Last year’s merger between Yahoo! and Microsoft’s search business, has had unforeseen consequences on the overall search and advertising market.
In the middle of 2009 Yahoo! and Microsoft had a market share of 19.5% and 8.5% of the US search market respectively.
Rather than the merger consolidating and improving their market share in search, today’s numbers of a total market share of just 20% show that the merger has been a negative for the partners and extremely positive for Google, whose market share now stands at 75% in the USA.
Disappointing financial results continue to plague Microsoft as its operating system and Office software sales have shown no signs of a much-promised ‘take off’ post the Credit Crunch.

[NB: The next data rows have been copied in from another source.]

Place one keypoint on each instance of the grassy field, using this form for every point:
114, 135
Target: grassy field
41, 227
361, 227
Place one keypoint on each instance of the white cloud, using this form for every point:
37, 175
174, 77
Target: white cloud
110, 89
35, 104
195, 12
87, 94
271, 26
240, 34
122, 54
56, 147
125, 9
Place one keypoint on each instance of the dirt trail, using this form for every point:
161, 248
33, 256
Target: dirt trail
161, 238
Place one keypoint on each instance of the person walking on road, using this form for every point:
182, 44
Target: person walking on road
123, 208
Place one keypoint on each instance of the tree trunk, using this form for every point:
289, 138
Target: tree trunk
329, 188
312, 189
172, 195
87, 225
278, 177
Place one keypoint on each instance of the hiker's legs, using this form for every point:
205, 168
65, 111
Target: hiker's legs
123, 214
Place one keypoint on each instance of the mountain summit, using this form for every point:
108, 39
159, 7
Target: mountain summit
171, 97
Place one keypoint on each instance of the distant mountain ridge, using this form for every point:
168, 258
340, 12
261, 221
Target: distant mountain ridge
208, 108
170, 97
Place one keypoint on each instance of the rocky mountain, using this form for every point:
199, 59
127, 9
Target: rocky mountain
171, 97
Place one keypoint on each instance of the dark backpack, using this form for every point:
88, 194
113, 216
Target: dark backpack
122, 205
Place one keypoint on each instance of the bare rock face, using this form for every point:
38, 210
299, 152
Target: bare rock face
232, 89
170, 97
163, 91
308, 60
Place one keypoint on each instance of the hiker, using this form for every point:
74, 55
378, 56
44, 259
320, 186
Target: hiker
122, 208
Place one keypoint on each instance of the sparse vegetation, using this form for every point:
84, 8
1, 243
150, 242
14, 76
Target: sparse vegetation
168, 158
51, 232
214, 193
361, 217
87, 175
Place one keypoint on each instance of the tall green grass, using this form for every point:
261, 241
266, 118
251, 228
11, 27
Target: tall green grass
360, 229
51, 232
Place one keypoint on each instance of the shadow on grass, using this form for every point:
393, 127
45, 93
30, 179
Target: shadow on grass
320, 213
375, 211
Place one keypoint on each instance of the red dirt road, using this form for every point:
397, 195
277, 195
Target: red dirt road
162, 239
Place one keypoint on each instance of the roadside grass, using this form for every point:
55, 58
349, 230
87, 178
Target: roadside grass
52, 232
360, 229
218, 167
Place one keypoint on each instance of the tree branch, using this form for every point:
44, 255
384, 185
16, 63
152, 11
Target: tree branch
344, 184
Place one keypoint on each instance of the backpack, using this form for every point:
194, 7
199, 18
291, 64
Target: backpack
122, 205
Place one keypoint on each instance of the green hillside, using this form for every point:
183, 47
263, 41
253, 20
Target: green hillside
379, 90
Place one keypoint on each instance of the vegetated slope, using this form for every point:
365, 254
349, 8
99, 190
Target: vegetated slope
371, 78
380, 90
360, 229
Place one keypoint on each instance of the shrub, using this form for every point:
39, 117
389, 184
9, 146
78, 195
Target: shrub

Meanwhile, Google continues to threaten Microsoft’s core business with the success of its Wave platform and the whole notion of web browser-based (rather than operating system-based) applications.

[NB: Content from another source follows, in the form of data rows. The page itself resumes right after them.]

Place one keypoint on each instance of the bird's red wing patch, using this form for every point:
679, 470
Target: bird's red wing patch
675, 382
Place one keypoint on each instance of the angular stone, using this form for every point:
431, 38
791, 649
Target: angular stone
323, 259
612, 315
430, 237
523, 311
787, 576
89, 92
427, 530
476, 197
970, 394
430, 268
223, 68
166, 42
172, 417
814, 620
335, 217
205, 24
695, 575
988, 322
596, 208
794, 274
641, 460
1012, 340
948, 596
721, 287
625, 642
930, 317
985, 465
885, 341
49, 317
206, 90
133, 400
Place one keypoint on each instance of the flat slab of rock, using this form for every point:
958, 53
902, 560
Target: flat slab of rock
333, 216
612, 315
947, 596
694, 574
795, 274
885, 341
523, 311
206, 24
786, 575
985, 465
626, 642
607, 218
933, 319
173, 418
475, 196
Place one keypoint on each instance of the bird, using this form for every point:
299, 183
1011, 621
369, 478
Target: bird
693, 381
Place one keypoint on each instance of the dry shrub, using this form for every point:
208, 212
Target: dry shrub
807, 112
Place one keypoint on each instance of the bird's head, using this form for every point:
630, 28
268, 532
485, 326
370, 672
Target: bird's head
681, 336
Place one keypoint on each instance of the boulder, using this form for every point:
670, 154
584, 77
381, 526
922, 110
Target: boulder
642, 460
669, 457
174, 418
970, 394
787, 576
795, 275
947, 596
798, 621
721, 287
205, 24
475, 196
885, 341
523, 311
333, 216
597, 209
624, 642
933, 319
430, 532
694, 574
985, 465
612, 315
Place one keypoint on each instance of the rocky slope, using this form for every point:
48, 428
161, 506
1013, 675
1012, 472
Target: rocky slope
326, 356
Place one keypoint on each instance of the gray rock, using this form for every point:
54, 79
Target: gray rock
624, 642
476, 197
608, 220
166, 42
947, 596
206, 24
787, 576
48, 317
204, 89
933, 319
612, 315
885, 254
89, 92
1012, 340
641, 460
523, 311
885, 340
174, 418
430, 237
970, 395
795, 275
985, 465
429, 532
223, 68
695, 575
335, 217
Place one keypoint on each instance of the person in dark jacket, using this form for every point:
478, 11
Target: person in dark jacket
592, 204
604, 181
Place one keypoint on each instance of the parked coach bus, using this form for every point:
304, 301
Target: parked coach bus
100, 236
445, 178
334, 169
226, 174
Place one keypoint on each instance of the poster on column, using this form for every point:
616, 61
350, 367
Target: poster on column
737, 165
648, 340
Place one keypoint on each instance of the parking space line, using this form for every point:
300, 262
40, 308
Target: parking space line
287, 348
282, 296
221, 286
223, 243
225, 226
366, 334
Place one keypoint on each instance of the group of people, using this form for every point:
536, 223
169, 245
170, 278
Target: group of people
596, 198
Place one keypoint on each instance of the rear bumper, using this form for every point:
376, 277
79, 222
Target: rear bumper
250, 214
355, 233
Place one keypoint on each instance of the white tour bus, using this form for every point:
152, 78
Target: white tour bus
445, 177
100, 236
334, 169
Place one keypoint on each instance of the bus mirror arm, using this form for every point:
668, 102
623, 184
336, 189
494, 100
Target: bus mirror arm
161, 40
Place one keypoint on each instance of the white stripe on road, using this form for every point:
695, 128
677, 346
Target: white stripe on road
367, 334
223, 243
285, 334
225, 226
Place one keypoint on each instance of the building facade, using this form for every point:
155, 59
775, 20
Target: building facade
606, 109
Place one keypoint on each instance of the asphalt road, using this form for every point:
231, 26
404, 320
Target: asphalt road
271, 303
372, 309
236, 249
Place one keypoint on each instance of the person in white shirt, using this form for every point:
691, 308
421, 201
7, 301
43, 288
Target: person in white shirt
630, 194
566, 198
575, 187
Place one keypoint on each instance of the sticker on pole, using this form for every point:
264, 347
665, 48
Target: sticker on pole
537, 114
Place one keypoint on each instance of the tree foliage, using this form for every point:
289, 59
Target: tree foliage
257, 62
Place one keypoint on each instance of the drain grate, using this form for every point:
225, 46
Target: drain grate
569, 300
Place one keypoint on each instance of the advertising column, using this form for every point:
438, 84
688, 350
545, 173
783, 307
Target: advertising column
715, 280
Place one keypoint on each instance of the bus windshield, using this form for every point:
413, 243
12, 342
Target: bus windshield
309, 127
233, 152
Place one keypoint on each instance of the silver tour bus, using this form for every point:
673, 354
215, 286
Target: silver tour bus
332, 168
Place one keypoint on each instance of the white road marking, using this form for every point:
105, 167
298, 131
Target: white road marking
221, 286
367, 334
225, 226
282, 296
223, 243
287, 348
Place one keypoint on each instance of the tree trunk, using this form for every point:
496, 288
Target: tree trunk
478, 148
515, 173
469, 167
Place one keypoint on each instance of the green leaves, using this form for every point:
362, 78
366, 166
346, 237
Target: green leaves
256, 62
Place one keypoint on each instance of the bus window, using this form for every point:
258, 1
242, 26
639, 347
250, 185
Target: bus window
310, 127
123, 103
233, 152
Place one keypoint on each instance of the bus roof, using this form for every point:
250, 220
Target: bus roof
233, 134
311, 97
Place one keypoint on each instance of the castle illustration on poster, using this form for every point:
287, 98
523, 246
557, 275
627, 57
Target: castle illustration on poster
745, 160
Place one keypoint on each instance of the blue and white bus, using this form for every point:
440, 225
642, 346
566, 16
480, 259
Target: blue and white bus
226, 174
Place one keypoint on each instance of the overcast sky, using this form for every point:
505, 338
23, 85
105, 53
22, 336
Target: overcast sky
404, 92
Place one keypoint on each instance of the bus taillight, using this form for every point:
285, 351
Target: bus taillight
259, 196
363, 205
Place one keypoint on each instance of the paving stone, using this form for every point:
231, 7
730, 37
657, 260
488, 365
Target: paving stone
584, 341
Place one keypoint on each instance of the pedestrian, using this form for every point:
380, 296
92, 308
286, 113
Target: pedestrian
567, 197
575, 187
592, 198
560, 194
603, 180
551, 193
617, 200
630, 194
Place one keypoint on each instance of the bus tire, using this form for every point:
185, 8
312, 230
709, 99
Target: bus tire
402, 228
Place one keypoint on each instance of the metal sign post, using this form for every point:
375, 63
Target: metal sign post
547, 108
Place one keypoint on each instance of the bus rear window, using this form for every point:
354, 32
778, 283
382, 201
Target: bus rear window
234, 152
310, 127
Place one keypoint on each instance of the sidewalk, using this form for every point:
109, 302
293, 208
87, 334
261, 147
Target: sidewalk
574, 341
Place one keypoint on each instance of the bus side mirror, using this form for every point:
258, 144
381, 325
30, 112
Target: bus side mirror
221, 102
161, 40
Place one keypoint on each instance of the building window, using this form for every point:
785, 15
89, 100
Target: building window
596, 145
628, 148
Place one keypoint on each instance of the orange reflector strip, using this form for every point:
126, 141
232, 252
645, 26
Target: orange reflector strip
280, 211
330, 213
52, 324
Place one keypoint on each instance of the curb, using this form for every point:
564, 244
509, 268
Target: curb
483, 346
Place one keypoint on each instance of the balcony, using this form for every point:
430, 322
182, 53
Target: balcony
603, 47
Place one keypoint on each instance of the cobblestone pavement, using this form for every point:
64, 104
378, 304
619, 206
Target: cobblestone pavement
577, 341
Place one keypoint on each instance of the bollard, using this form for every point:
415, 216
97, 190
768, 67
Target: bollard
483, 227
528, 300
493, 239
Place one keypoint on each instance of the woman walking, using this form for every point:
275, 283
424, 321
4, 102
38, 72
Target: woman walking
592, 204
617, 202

Investment website 24/7 Wall Street estimates that Google could destroy 20-30% of Microsoft’s core business in the next 24 months.
Already investors appear to be discounting Microsoft’s future troubles as the stock closed down on a strong ‘sell’ recommendation yesterday.
It is not all good news for Google. Anti-trust actions in the US, China and EU are starting again – and this time the target is not Microsoft, but Google.
Welcome to the price of unbridled success.